In July, Marcos sent a facetious communiqu6 in which he both mocked journalists and revealed his knowledge of their trade: "Everything You Wanted to Know About El Sup [Marcos's nickname] But Were Afraid to Ask." It supplies reporters with a format and multiple choices for their pieces on the subcommander. "At last we arrived at (a valley/a forest/a clearing/a bar/a Metro station/a pressroom)," the communique says at one point. "There we found (El Sup/a transgressor of the law/a ski mask with a pronounced nose/a professional of violence). His eyes are (black/coffee/ green/blue/red/honey-colored/oatmeal colored/yogurt-colored/granola-col ored).
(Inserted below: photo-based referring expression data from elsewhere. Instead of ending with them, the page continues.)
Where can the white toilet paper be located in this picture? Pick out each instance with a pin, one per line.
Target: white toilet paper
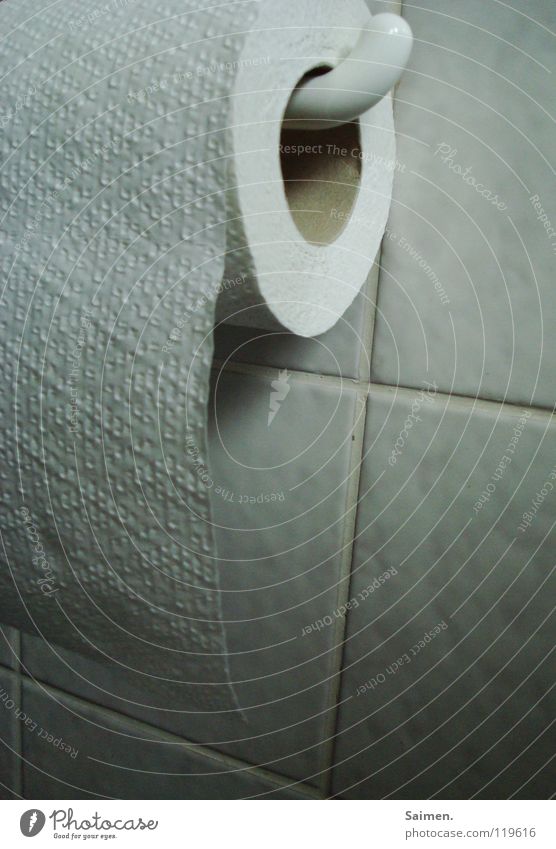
(132, 195)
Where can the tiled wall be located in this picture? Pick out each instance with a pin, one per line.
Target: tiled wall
(437, 681)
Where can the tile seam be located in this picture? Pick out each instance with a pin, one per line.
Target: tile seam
(279, 781)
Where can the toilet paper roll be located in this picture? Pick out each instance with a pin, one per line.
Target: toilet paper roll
(142, 175)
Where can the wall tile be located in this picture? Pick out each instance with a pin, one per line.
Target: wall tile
(464, 711)
(9, 730)
(9, 647)
(342, 352)
(111, 757)
(280, 571)
(466, 288)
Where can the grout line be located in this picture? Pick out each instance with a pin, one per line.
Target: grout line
(271, 371)
(364, 361)
(279, 782)
(19, 785)
(344, 583)
(315, 378)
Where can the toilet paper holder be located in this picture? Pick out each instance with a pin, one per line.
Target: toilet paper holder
(355, 85)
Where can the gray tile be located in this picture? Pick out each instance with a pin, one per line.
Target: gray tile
(466, 288)
(280, 571)
(465, 710)
(9, 646)
(111, 757)
(341, 352)
(9, 730)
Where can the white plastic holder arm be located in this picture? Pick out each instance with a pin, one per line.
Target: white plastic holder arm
(355, 85)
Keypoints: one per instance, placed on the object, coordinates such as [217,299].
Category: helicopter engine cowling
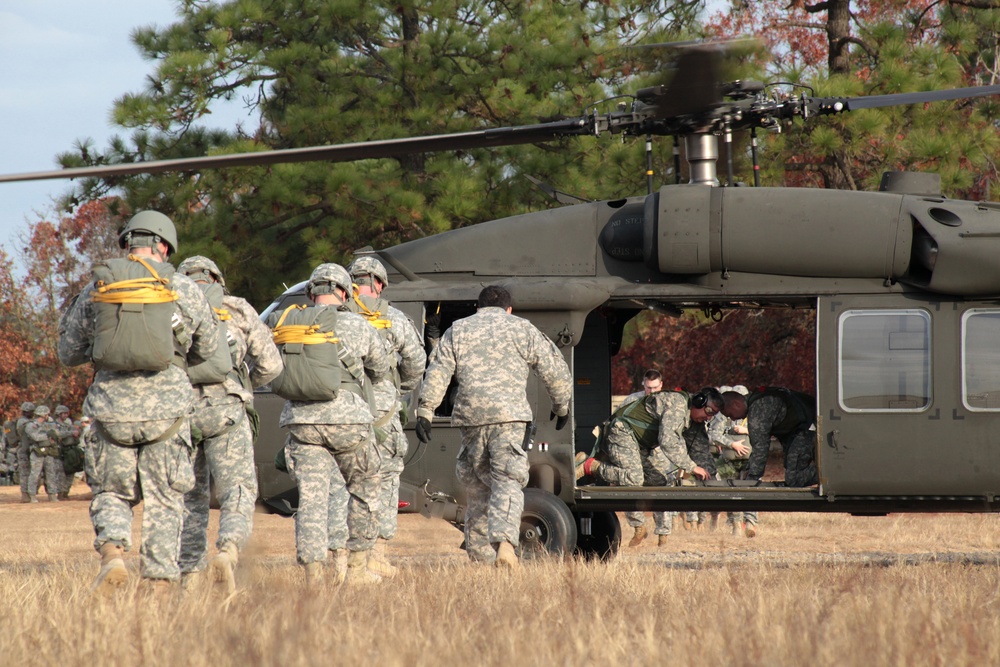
[940,245]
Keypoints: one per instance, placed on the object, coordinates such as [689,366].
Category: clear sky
[64,64]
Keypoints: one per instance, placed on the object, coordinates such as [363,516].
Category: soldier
[670,420]
[406,362]
[24,449]
[139,322]
[787,415]
[225,448]
[328,351]
[490,355]
[44,438]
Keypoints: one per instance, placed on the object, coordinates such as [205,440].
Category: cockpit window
[884,361]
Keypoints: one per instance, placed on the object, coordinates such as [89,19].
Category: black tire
[547,526]
[605,535]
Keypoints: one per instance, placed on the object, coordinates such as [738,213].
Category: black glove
[423,429]
[560,421]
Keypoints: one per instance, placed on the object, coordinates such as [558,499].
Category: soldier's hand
[560,420]
[423,429]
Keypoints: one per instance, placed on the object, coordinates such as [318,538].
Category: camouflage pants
[225,457]
[52,466]
[157,474]
[324,456]
[24,466]
[392,452]
[655,467]
[493,467]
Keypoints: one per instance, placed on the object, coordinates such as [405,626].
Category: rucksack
[137,327]
[315,362]
[225,359]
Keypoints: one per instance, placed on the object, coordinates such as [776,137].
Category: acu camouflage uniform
[790,417]
[132,409]
[225,452]
[331,445]
[406,360]
[490,354]
[627,461]
[658,465]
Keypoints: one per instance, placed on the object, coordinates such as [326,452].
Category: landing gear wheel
[547,526]
[605,535]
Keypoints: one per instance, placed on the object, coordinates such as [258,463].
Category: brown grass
[810,589]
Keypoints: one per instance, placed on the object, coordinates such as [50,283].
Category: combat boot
[377,562]
[113,574]
[339,566]
[357,570]
[638,536]
[587,467]
[314,575]
[506,558]
[223,567]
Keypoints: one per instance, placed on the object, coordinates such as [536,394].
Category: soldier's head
[494,296]
[201,270]
[329,284]
[366,271]
[735,405]
[705,404]
[149,233]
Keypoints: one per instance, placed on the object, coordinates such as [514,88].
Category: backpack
[136,322]
[316,363]
[224,360]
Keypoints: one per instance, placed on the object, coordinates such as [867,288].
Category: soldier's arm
[440,368]
[263,356]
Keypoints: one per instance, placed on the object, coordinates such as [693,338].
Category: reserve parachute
[136,319]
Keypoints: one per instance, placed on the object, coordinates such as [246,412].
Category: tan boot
[223,567]
[377,562]
[339,566]
[357,570]
[638,536]
[113,574]
[314,575]
[506,558]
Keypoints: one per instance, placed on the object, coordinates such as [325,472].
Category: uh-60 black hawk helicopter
[904,286]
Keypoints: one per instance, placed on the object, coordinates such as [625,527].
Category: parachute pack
[317,365]
[225,360]
[137,325]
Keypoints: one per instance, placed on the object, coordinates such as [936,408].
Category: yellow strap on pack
[137,290]
[307,334]
[374,317]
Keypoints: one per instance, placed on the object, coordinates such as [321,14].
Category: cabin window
[884,360]
[981,360]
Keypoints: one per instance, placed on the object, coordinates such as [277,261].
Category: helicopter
[905,323]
He lit his pipe while he sat on a (rocking chair/swivel chair/throne . . .).

But while Marcos pretends to be tired of the ceaseless interviews, he also seems to accept that entertaining journalists is part of his job. Every positive story written about Marcos or the Zapatistas raises the political cost of a Mexican army assault on the ragtag rebels. Good press -- in Mexico and in the U.S. -- is the Zapatistas' strongest defense.

Marcos's decidedly informal approach to interviews has occasionally gotten him in trouble. When he joked with a San Francisco Chronicle reporter that he had been fired from a restaurant in San Francisco for being gay, the Mexican press ran headlines claiming that Marcos had "admitted" that he was homosexual. (While the Chronicle article suggested that Marcos was joking, its pull quote did not.)

Marcos's response was interesting. The story could not be literally true, he asserted, because he was not a real person, but a myth. "Marcos is gay in San Francisco," noted a communique the subcommander penned in response to the controversy, "[He is] black in South Africa, an Asian in Europe, a Chicano in San Ysidro, an anarchist in Spain, a Palestinian in Israel . . . a pacifist in Bosnia, a housewife alone on a Saturday night in any neighborhood in any city in Mexico . . . a single woman on the Metro at 10 P.M.

"Marcos is all the exploited, marginalized, and oppressed minorities, resisting and saying, "Enough,'" the communique concluded.